Capps, who never lost a game in college until last year’s D-II World Series, was selected by the Seattle Mariners with a supplemental third-round pick (127th overall). Just before signing with the Mariners at the mid-August signing deadline, Capps’ fastball was clocked at 97-98 mph.
This year’s top-ranked D-II player, St. Edward’s (Texas) righthander Stephen Johnson, has a remarkably similar profile when compared to the 6-foot-6 Capps and is expected to be selected in roughly the same position in this year’s draft. He is ranked No. 71 on Perfect Game’s master pre-draft ranking of the Top 500 Prospects.
The 6-foot-4, 205-pound Johnson was a relative unknown coming out of a Colorado high school—much like Capps, who was immediately red-shirted when he enrolled at Mt. Olive—and largely flew under the radar in his first two years at the D-II level in Texas.
But Johnson’s draft stock surged last summer while pitching for Santa Barbara in the California Collegiate League, where he showcased an electric arm and dominated in a relief role with a fastball that was steadily in the 94-98 mph range.

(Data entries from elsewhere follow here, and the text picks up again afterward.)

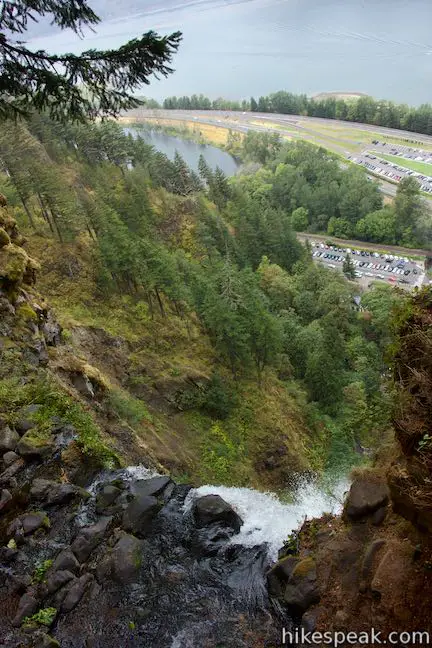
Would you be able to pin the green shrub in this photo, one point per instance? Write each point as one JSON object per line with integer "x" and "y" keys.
{"x": 40, "y": 571}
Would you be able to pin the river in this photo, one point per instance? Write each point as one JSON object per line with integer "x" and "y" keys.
{"x": 189, "y": 150}
{"x": 239, "y": 48}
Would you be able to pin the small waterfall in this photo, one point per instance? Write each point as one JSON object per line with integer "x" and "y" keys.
{"x": 267, "y": 519}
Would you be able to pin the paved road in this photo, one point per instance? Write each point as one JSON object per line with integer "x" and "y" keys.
{"x": 371, "y": 266}
{"x": 241, "y": 122}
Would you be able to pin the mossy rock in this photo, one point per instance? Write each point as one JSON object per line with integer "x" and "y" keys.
{"x": 4, "y": 237}
{"x": 35, "y": 444}
{"x": 26, "y": 313}
{"x": 13, "y": 263}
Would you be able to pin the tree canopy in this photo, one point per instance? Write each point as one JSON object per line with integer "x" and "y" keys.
{"x": 69, "y": 86}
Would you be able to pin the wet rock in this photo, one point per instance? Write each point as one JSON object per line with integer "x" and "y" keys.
{"x": 44, "y": 640}
{"x": 32, "y": 446}
{"x": 51, "y": 330}
{"x": 9, "y": 458}
{"x": 31, "y": 522}
{"x": 27, "y": 524}
{"x": 154, "y": 486}
{"x": 107, "y": 496}
{"x": 207, "y": 541}
{"x": 278, "y": 576}
{"x": 76, "y": 592}
{"x": 302, "y": 589}
{"x": 123, "y": 563}
{"x": 365, "y": 497}
{"x": 25, "y": 417}
{"x": 139, "y": 513}
{"x": 20, "y": 582}
{"x": 8, "y": 439}
{"x": 82, "y": 383}
{"x": 8, "y": 474}
{"x": 57, "y": 580}
{"x": 27, "y": 606}
{"x": 66, "y": 561}
{"x": 372, "y": 550}
{"x": 212, "y": 508}
{"x": 310, "y": 619}
{"x": 5, "y": 497}
{"x": 379, "y": 516}
{"x": 54, "y": 492}
{"x": 89, "y": 539}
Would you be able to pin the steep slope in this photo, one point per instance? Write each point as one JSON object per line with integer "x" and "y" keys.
{"x": 372, "y": 567}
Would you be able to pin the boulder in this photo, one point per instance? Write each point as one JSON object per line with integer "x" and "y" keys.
{"x": 76, "y": 592}
{"x": 9, "y": 458}
{"x": 66, "y": 561}
{"x": 82, "y": 383}
{"x": 25, "y": 417}
{"x": 5, "y": 497}
{"x": 57, "y": 580}
{"x": 365, "y": 497}
{"x": 51, "y": 330}
{"x": 31, "y": 522}
{"x": 27, "y": 524}
{"x": 54, "y": 492}
{"x": 27, "y": 606}
{"x": 124, "y": 561}
{"x": 8, "y": 439}
{"x": 139, "y": 514}
{"x": 302, "y": 590}
{"x": 107, "y": 496}
{"x": 279, "y": 575}
{"x": 89, "y": 538}
{"x": 9, "y": 473}
{"x": 212, "y": 508}
{"x": 44, "y": 640}
{"x": 154, "y": 486}
{"x": 33, "y": 446}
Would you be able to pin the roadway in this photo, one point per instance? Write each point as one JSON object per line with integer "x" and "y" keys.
{"x": 241, "y": 122}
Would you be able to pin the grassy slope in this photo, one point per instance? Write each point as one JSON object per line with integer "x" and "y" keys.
{"x": 261, "y": 443}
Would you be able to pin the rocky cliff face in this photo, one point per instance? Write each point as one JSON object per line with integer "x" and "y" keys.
{"x": 373, "y": 566}
{"x": 90, "y": 554}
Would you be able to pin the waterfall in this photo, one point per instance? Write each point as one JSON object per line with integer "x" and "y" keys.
{"x": 269, "y": 520}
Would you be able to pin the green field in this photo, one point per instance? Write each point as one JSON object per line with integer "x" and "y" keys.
{"x": 420, "y": 167}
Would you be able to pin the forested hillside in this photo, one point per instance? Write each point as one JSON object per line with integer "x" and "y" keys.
{"x": 364, "y": 110}
{"x": 232, "y": 356}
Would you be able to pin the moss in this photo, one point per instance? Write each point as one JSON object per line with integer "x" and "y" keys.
{"x": 45, "y": 617}
{"x": 55, "y": 403}
{"x": 13, "y": 263}
{"x": 26, "y": 313}
{"x": 4, "y": 237}
{"x": 40, "y": 571}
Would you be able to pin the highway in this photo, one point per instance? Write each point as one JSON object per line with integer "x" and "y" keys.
{"x": 242, "y": 122}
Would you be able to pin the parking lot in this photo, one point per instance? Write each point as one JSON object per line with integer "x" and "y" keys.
{"x": 391, "y": 171}
{"x": 370, "y": 266}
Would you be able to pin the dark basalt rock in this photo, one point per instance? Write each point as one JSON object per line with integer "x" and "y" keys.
{"x": 139, "y": 514}
{"x": 89, "y": 538}
{"x": 27, "y": 606}
{"x": 212, "y": 508}
{"x": 365, "y": 497}
{"x": 154, "y": 486}
{"x": 123, "y": 564}
{"x": 302, "y": 589}
{"x": 56, "y": 580}
{"x": 76, "y": 592}
{"x": 54, "y": 493}
{"x": 9, "y": 458}
{"x": 8, "y": 439}
{"x": 66, "y": 561}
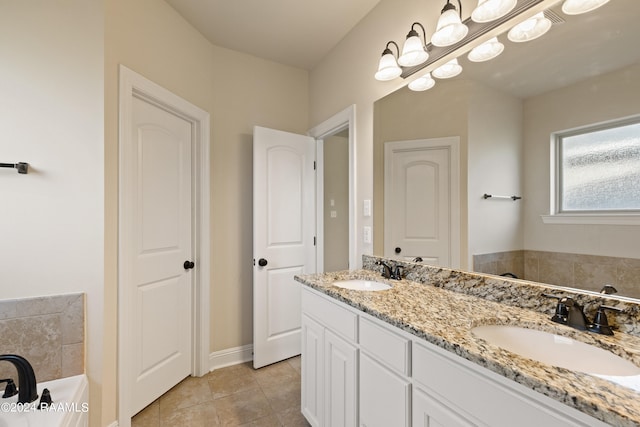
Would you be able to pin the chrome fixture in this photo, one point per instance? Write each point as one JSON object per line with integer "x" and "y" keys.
{"x": 414, "y": 49}
{"x": 27, "y": 389}
{"x": 21, "y": 166}
{"x": 454, "y": 37}
{"x": 450, "y": 29}
{"x": 388, "y": 68}
{"x": 490, "y": 10}
{"x": 448, "y": 70}
{"x": 576, "y": 7}
{"x": 569, "y": 312}
{"x": 389, "y": 272}
{"x": 530, "y": 29}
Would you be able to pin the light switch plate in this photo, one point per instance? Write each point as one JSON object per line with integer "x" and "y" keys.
{"x": 366, "y": 234}
{"x": 366, "y": 208}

A summer earlier, Capps also came of age as a prospect as a closer in the Coastal Plain League.
Johnson was used as a starter last year for St. Edward’s, going 7-5, 3.56 with 35 walks and a team-high 65 strikeouts in 78 innings, and will move to his more-natural role as a closer role this spring. He still needs to continue developing his breaking stuff and refining his changeup, but should emerge as one of the hardest throwers in the 2012 college draft class.
Scouts will get an early opportunity look at Johnson and many of the other top prospects in the D-II ranks over the next 2-3 weeks, especially those playing for traditional Sun Belt schools, as the more powerful Division I ranks won’t kick off their 2012 season until Feb. 17, the uniform starting day for D-I teams.